This class implements triplet loss. Given a triplet of (anchor, positive, negative), the loss minimizes the distance between anchor and positive while it maximizes the distance between anchor and negative. It compute the following loss function:

loss = max(||anchor - positive|| - ||anchor - negative|| + margin, 0).

Margin is an important hyperparameter and needs to be tuned respectively.

For further details, see: https://en.wikipedia.org/wiki/Triplet_loss

Parameters
  • model – SentenceTransformerModel

  • distance_metric – Function to compute distance between two embeddings. The class TripletDistanceMetric contains common distance metrices that can be used.
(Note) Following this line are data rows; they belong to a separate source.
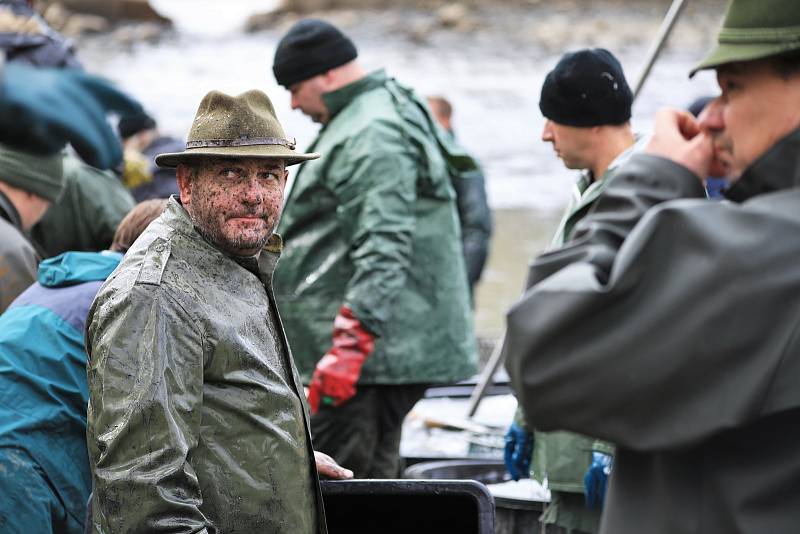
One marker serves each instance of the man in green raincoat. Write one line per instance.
(372, 287)
(611, 337)
(586, 103)
(197, 419)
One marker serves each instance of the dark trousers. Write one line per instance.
(363, 434)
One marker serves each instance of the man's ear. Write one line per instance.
(183, 174)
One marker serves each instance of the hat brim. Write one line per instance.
(290, 157)
(725, 53)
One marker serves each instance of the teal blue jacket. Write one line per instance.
(43, 389)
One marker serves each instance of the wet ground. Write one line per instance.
(490, 64)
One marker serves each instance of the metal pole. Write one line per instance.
(658, 45)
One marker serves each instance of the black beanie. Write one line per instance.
(311, 47)
(587, 88)
(130, 125)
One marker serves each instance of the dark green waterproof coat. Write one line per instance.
(372, 224)
(196, 419)
(564, 457)
(86, 216)
(675, 323)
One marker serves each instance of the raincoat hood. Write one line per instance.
(75, 267)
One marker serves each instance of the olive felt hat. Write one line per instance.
(755, 29)
(243, 126)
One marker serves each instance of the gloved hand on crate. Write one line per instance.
(518, 451)
(334, 379)
(596, 479)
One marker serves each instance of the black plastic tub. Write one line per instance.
(512, 516)
(408, 507)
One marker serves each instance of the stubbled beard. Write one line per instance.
(209, 229)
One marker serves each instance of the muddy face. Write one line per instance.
(234, 203)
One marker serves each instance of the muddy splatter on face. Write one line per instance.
(234, 203)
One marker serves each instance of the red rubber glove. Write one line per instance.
(334, 379)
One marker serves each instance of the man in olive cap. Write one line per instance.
(372, 287)
(586, 102)
(707, 428)
(196, 419)
(29, 183)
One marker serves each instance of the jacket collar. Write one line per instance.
(778, 168)
(176, 217)
(9, 212)
(337, 100)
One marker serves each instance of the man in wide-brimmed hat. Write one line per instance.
(197, 419)
(707, 426)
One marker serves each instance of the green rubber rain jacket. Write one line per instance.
(372, 224)
(196, 417)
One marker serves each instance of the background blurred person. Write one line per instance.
(45, 478)
(373, 254)
(29, 184)
(87, 214)
(673, 319)
(25, 36)
(142, 142)
(715, 183)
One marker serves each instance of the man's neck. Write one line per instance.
(615, 143)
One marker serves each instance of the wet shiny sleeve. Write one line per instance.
(378, 208)
(656, 327)
(145, 386)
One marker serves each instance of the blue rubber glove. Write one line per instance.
(41, 110)
(596, 479)
(518, 451)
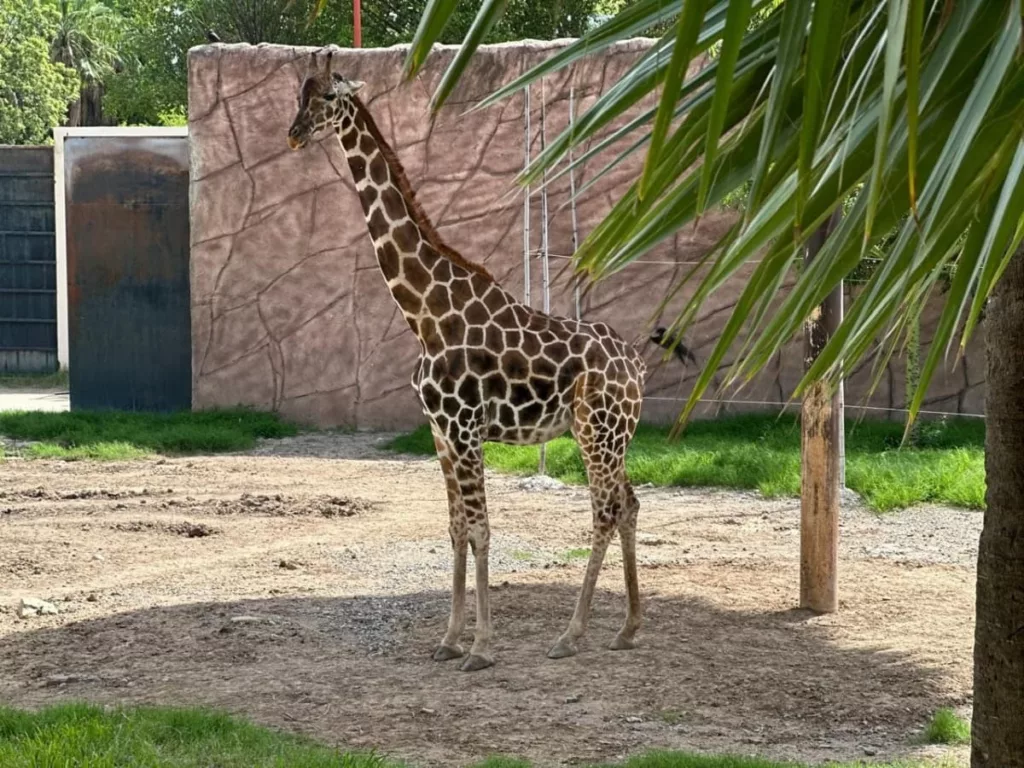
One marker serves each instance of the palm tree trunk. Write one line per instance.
(997, 730)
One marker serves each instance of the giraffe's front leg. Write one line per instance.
(450, 647)
(469, 469)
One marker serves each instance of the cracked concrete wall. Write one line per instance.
(289, 309)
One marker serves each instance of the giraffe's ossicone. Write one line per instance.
(489, 369)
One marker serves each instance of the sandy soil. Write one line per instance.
(305, 584)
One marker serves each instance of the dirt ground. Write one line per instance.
(305, 584)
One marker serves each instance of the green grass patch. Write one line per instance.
(83, 735)
(687, 760)
(120, 435)
(946, 727)
(76, 734)
(762, 452)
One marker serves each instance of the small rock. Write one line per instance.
(541, 482)
(651, 540)
(33, 606)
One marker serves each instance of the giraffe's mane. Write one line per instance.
(415, 209)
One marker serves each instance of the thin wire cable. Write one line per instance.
(525, 205)
(545, 264)
(776, 403)
(576, 226)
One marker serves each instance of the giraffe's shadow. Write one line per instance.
(357, 672)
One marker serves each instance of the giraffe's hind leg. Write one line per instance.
(625, 640)
(603, 431)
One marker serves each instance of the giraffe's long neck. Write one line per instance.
(412, 257)
(395, 235)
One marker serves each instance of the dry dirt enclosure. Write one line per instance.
(304, 585)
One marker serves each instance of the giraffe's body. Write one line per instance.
(489, 369)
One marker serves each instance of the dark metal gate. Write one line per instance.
(129, 334)
(28, 261)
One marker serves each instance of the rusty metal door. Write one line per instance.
(129, 335)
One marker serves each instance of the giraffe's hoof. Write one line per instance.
(622, 642)
(562, 649)
(448, 652)
(476, 662)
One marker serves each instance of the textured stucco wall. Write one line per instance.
(289, 309)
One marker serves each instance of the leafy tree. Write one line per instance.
(921, 102)
(86, 40)
(152, 88)
(34, 90)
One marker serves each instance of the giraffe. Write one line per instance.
(489, 369)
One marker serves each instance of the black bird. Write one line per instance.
(681, 351)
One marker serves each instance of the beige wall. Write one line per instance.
(289, 309)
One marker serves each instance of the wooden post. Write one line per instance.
(821, 429)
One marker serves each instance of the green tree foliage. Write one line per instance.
(34, 90)
(87, 40)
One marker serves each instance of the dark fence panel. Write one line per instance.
(129, 332)
(28, 261)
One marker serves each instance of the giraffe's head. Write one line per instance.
(325, 99)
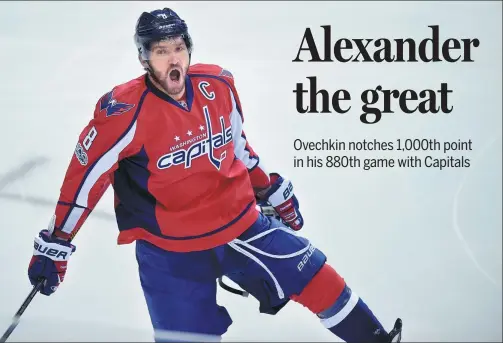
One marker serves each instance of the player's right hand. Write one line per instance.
(49, 261)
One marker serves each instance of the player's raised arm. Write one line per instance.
(259, 176)
(268, 186)
(106, 139)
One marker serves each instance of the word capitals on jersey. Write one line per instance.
(203, 147)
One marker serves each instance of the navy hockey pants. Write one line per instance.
(269, 261)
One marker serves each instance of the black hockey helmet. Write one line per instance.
(159, 25)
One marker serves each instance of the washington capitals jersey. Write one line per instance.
(182, 172)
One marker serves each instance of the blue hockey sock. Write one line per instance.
(350, 319)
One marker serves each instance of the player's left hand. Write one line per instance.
(280, 195)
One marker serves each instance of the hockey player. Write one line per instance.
(187, 183)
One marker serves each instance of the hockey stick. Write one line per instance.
(19, 313)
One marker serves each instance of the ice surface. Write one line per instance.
(421, 244)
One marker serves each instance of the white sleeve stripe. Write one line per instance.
(73, 219)
(104, 163)
(343, 313)
(239, 141)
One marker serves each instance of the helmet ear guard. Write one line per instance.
(159, 25)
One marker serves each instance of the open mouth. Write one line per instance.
(174, 75)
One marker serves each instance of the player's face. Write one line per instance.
(170, 63)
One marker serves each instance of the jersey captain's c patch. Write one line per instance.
(112, 106)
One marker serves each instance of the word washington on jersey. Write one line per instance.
(190, 192)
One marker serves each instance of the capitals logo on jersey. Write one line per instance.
(113, 107)
(205, 147)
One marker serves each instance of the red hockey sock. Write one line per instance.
(323, 290)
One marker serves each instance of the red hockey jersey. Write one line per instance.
(183, 173)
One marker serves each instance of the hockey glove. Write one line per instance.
(49, 261)
(280, 195)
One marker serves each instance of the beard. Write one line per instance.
(173, 81)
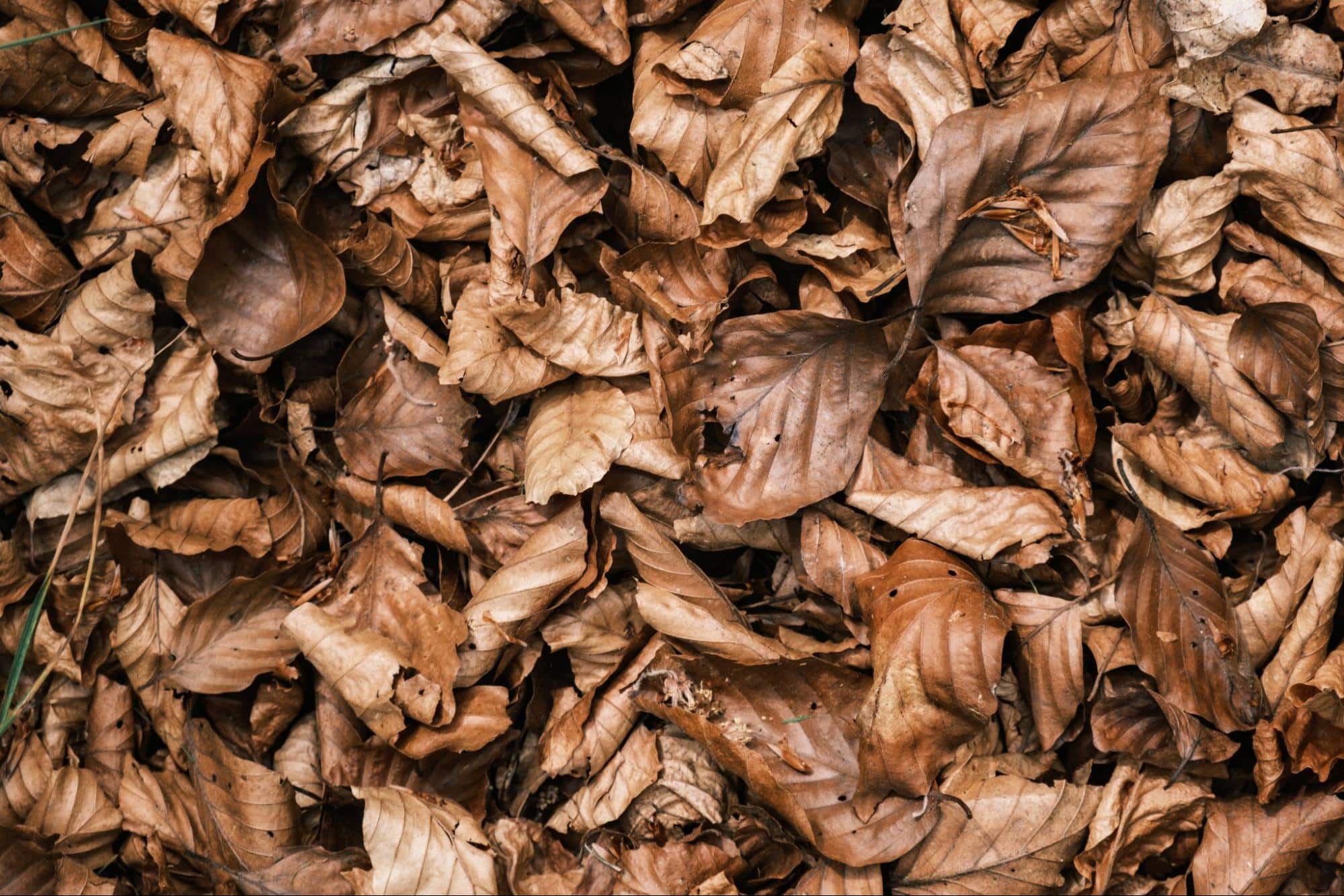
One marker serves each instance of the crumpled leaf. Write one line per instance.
(1298, 66)
(797, 769)
(1018, 838)
(781, 454)
(214, 95)
(574, 433)
(1185, 633)
(924, 608)
(1080, 126)
(421, 844)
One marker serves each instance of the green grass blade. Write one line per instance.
(35, 38)
(20, 656)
  • triplet_margin – The negative should be at least this much further away from the anchor than the positive.

Example:

from sentence_transformers import SentenceTransformer,  SentencesDataset, LoggingHandler, losses
from sentence_transformers.readers import InputExample

model = SentenceTransformer('distilbert-base-nli-mean-tokens')
train_examples = [InputExample(texts=['Anchor 1', 'Positive 1', 'Negative 1']),
    InputExample(texts=['Anchor 2', 'Positive 2', 'Negative 2'])]
train_dataset = SentencesDataset(train_examples, model)
train_dataloader = DataLoader(train_dataset, shuffle=True, batch_size=train_batch_size)
train_loss = losses.TripletLoss(model=model)

Initializes internal Module state, shared by both nn.Module and ScriptModule.